By: Justin Dillenschneider, Director of Student Life
Week of September 27th, 2021
Curiosity can be defined as the inquisitive interest in the affairs of others or the operational details and functionality involved in the affairs of the universe. This virtue can be particularly difficult to balance in the world we live in. The rise of technology and social media have put access to more information at our fingertips in seconds than we can handle or process in days or weeks. As Brett McCracken says in his book The Wisdom Pyramid: Feeding Your Soul in a Post-Truth World,“The cumulative effect of too much information—so easily and constantly accessible to us—creates a burden that our minds and souls were not created to bear.” This can lead us to concern ourselves with things that are neither ours to control nor to cause division over, or to throw our hands up and become apathetic to anything and everything outside of our immediate concerns. Curiosity strikes the balance between these two extremes; fully acknowledging that we are finite and cannot understand or control everything but remaining deeply enthralled in God’s good creation and our place in it.
Continue contemplating courage by looking at this week’s scripture reading from
Mark 10:17-22 CSB: The Rich Young Ruler
17 As he was setting out on a journey, a man ran up, knelt down before him, and asked him, “Good teacher, what must I do to inherit eternal life?”18 “Why do you call me good?” Jesus asked him. “No one is good except God alone. 19 You know the commandments: Do not murder; do not commit adultery; do not steal; do not bear false witness; do not defraud; honor your father and mother.” 20 He said to him, “Teacher, I have kept all these from my youth.”21 Looking at him, Jesus loved him and said to him, “You lack one thing: Go, sell all you have and give to the poor, and you will have treasure in heaven.
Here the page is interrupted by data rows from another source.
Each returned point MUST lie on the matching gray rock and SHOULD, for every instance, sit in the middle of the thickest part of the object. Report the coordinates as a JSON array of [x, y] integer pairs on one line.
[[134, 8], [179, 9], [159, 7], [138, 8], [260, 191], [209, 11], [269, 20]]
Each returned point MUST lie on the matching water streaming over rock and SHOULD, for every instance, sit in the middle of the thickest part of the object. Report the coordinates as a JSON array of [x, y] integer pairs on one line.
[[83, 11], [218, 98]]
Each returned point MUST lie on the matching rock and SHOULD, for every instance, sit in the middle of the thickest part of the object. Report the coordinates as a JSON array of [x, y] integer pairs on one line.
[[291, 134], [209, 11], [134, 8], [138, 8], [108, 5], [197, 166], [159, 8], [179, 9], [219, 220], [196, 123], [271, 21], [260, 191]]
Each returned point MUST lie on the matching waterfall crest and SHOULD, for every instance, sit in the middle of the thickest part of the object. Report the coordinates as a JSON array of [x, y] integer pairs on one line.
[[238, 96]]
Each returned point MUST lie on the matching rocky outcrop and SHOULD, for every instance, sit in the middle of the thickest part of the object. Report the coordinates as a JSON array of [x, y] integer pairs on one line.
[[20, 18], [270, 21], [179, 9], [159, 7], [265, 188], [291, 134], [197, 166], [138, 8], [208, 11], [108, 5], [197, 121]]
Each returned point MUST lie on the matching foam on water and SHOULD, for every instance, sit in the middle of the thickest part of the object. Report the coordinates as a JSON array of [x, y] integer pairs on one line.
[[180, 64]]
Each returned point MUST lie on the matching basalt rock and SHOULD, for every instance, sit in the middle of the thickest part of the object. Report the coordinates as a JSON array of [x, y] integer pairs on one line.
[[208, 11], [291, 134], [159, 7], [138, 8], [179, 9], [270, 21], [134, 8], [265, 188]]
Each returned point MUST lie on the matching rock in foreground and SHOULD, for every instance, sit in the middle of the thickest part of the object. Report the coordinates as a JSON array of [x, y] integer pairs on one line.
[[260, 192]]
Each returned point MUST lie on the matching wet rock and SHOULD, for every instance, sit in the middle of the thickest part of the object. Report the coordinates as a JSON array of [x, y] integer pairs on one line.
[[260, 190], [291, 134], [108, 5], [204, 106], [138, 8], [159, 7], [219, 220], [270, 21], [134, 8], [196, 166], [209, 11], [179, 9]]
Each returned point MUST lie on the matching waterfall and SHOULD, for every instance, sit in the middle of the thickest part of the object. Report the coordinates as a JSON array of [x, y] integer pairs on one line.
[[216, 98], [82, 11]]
Then come, follow me.” 22 But he was dismayed by this demand, and he went away grieving because he had many possessions.
We want to encourage you to have a conversation this week about the virtue of curiosity. Consider these discussion prompts together:
- What tempts you with a feeling of indifference? Where do you see indifference taking hold in your life?
- Where have you seen people fall into meddling? Where are you tempted to do so?
- What are some ways you see Christ correcting meddling or indifference in Scripture? What are some ways you see him responding to curiosity?